As a church, are we better at locking doors or making them appear as though anyone can walk inside? Are our doors locked or unlocked? Are people coming hoping to find an unlocked door and then being turned away only to go to another place - perhaps not even a church?
Fridays are my day off at the church. And while I recognize that the purpose of Sabbath is to rest and worship, I often find myself doing different things around the house and in the neighborhood. And, grocery shopping is something I normally do on Friday mornings.

There is a Giant Food Store up the street, and the sale advertisement for Giant now starts on Fridays. As a result, the store is not always easy to navigate on Fridays. Yes, the produce aisles are well stocked. And, I can always find the foods that are on sale before they are sold out. However, I have to navigate my cart around the large carts that the Giant employees are using to stock the shelves. And, while I know the Giant employees are doing their job - trying to be helpful, the Giant employees sometimes leave the carts in such a way that no one else can get through the aisle.
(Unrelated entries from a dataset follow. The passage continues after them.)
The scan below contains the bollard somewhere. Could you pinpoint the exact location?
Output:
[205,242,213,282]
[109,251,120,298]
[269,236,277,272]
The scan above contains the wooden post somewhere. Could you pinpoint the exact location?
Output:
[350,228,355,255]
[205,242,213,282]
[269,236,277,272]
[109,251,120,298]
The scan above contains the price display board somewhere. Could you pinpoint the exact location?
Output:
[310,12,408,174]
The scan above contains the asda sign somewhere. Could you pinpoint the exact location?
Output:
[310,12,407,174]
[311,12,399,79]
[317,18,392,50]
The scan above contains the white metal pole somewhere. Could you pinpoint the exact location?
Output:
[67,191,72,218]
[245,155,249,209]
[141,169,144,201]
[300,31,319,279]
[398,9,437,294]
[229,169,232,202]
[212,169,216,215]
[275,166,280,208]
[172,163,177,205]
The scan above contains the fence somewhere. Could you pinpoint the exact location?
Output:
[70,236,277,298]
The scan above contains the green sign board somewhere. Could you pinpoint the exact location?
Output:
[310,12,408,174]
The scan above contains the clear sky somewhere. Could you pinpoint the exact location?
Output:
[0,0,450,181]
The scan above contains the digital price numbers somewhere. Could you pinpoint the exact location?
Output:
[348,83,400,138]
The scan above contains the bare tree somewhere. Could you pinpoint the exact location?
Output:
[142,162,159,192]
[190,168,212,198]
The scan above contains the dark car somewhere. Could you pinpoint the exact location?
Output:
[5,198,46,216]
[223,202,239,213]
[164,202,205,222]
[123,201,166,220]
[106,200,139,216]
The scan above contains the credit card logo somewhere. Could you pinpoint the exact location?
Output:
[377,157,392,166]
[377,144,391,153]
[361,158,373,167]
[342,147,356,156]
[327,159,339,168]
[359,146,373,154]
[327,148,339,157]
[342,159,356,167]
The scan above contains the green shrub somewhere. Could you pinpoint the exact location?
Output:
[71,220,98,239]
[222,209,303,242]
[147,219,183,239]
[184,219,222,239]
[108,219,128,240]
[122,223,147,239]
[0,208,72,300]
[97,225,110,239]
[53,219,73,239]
They sometimes stand around laughing instead of helping other customers. I have even noticed the managers having a long discussion the middle of the aisle, unaware of how they were blocking the aisle from the full use of customers.

I wonder how often we in the church do these things...

I wonder how often we block the aisles, preventing someone from truly navigating the waters of faith, worship and spirituality. I wonder how often our efforts to keep the shelves stocked with "things we have always done" prohibits others from experiencing the Living God. I wonder how many times others have been turned aside because the people on the inside were standing around talking, unaware of the person who is begging for someone to speak to her or sit by her. And, I wonder how our actions can lead others to believe that they are not welcome - that the doors of the church are locked to them - because of who they are, what they have done, what they have failed to do, who they have loved, who they have failed to love, or even what they are wearing.

There is a door that is wide open at Mount Vernon Place. This door will not be kept wide open for long, however. As the construction project moves along, it will be filled and covered.

However, I hope we will do whatever we can to make sure that the doors of our church are always wide open to all kinds of people - to everyone in our neighborhood - the homeless man who sits outside, the woman who awakes from the grate where she has been sleeping, the people who work as attorneys across the street, the young adults who are trying to decide whether to take a long run or come to church on Sunday, the people who have always been there, the people who are amazed that they have actually come to church, the people who are filled with faith, and the people who are filled with doubt.

May our door be open. May the space be wide open for all people to come and experience the presence of our Living God. Amen.